During the approval process of the tower, protests arose on aesthetic and ecological grounds. Some people felt that the tower would dominate other aesthetic Canberra structures due to its location above Black Mountain and within a nature reserve. There was a brief green ban imposed by the Builders Labourers Federation (under the influence of Jack Mundey) that eventually failed. A case was brought before the High Court of Australia arguing that the Federal Government did not have the constitutional power to construct the tower (Johnson v Kent (1975) 132 CLR 164). The decision was made in favour of the government and construction was able to commence.

William Roy, at the time in charge of the Australian Broadcasting Commission’s radio and television transmitters in Canberra, was employed to supervise the installation of technical equipment in the Tower and became its first Principal Technical Officer. In 1991 Roy gave an interview to Jana Wendt, where, according to his son, he discussed the existence of a secret surveillance centre within the tower that was part of the surveillance program later revealed to be ECHELON. A short excerpt of the interview was aired as a preview of the upcoming report, however before the full interview could air a D-Notice was placed on it, barring it from broadcast.

Black Mountain Tower was opened on 15 May 1980 by Prime Minister Malcolm Fraser.

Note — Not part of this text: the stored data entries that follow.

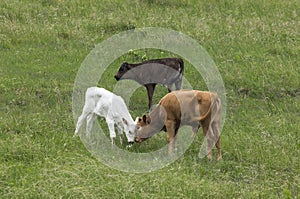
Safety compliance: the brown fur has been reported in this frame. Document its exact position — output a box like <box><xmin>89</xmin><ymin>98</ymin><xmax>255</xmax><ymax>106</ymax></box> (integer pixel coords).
<box><xmin>136</xmin><ymin>90</ymin><xmax>222</xmax><ymax>160</ymax></box>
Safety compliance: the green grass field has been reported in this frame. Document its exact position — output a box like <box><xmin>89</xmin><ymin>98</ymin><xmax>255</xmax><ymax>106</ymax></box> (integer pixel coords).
<box><xmin>0</xmin><ymin>0</ymin><xmax>300</xmax><ymax>198</ymax></box>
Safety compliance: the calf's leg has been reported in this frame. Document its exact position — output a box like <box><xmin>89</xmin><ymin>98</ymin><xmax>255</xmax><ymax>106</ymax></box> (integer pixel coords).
<box><xmin>86</xmin><ymin>113</ymin><xmax>97</xmax><ymax>136</ymax></box>
<box><xmin>165</xmin><ymin>120</ymin><xmax>176</xmax><ymax>155</ymax></box>
<box><xmin>106</xmin><ymin>118</ymin><xmax>116</xmax><ymax>145</ymax></box>
<box><xmin>145</xmin><ymin>84</ymin><xmax>156</xmax><ymax>109</ymax></box>
<box><xmin>74</xmin><ymin>112</ymin><xmax>88</xmax><ymax>136</ymax></box>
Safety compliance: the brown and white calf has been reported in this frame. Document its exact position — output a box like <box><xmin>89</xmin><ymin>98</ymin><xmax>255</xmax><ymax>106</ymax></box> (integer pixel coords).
<box><xmin>135</xmin><ymin>90</ymin><xmax>222</xmax><ymax>160</ymax></box>
<box><xmin>115</xmin><ymin>58</ymin><xmax>184</xmax><ymax>109</ymax></box>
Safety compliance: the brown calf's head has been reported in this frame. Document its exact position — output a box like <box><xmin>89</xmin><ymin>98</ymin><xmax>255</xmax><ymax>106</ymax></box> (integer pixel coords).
<box><xmin>135</xmin><ymin>115</ymin><xmax>151</xmax><ymax>143</ymax></box>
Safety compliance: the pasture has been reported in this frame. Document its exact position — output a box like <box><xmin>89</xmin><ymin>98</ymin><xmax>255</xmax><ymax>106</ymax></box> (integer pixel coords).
<box><xmin>0</xmin><ymin>0</ymin><xmax>300</xmax><ymax>198</ymax></box>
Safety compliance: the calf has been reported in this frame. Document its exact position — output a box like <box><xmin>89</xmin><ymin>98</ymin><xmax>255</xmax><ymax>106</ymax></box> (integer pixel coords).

It was officially named Telecom Tower, and when the telecommunications company was rebranded in 1993, became Telstra Tower.

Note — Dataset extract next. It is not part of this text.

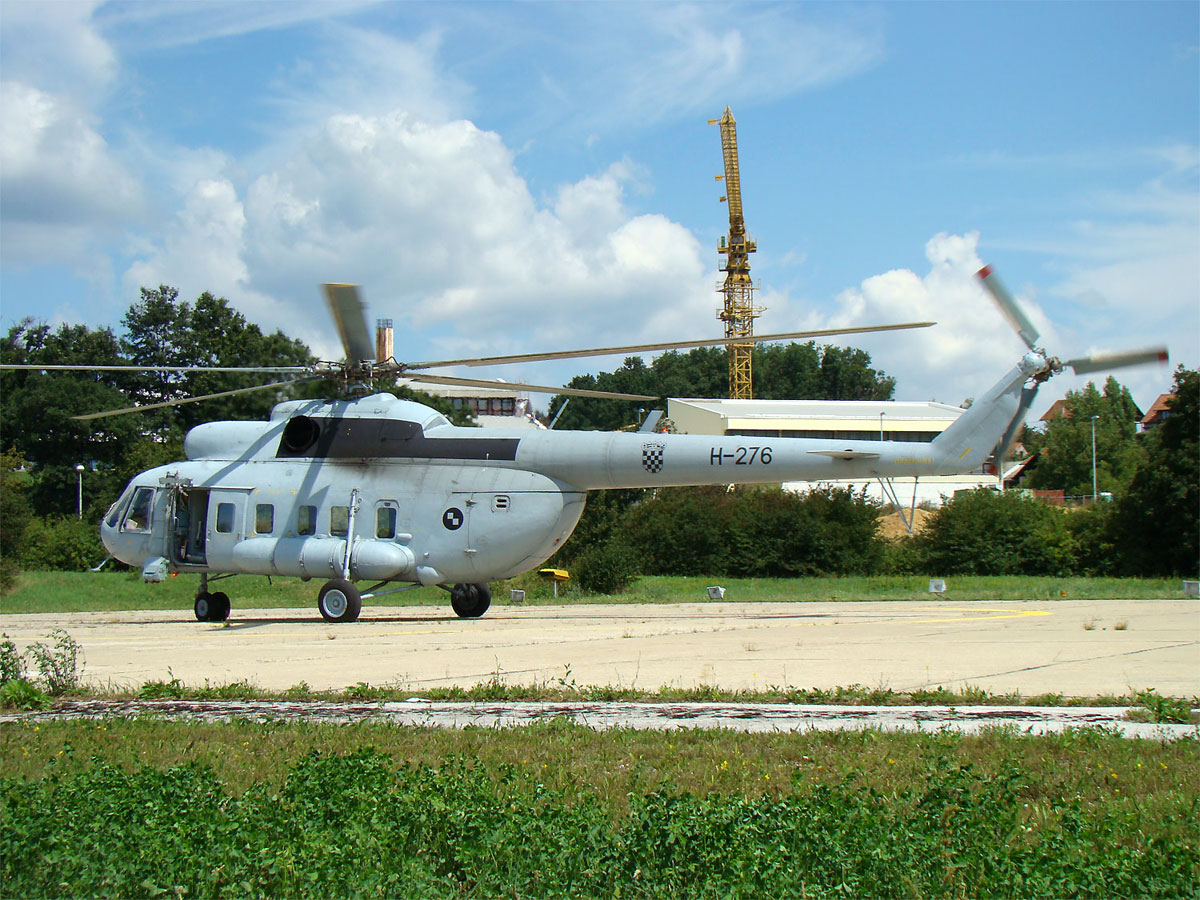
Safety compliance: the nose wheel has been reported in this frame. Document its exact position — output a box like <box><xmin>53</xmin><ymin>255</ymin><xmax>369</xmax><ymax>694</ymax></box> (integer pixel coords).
<box><xmin>192</xmin><ymin>590</ymin><xmax>229</xmax><ymax>622</ymax></box>
<box><xmin>450</xmin><ymin>584</ymin><xmax>492</xmax><ymax>619</ymax></box>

Prior to the construction of the tower, CTC-TV (now called Southern Cross 10) had its studios located at the top of Black Mountain until new studios were constructed in Watson in 1974. Also located on the top were two guy-wired masts, one for CTC-TV channel 7 and the other one for the local ABC TV station broadcasting on channel 3. These were demolished in 1980 after the tower had opened.

The Alto Tower Restaurant, a revolving restaurant in the tower, closed on 14 February 2013.

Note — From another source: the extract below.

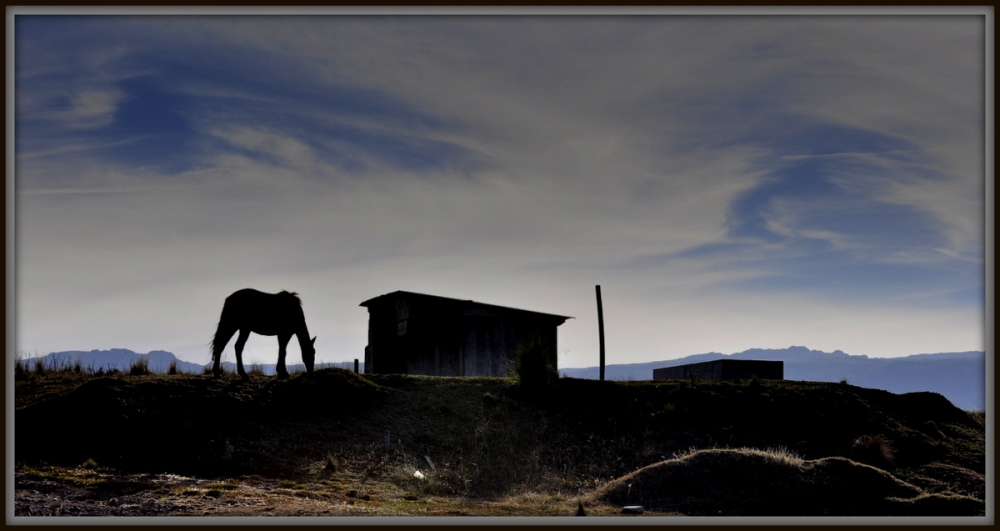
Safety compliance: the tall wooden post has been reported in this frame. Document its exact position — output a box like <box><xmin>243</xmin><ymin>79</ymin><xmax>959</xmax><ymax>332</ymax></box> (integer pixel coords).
<box><xmin>595</xmin><ymin>284</ymin><xmax>604</xmax><ymax>382</ymax></box>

Ownership of the Tower was transferred to Telstra's InfraCo division in 2021.

Facilities

Telstra Tower provides important communication facilities for Canberra. There are three floors of business, sales and radio communication facilities located between the 30.5 metre and 42.7 metre levels providing space for communication dishes, platforms and equipment for mobile services within the tower.

The tower's public viewing platforms provide 360 degree views of Canberra and the surrounding city and countryside. Prior to its closure to the public in mid-2021, visitors to Telstra Tower could see the city unfold from the enclosed viewing gallery or from the two open viewing platforms.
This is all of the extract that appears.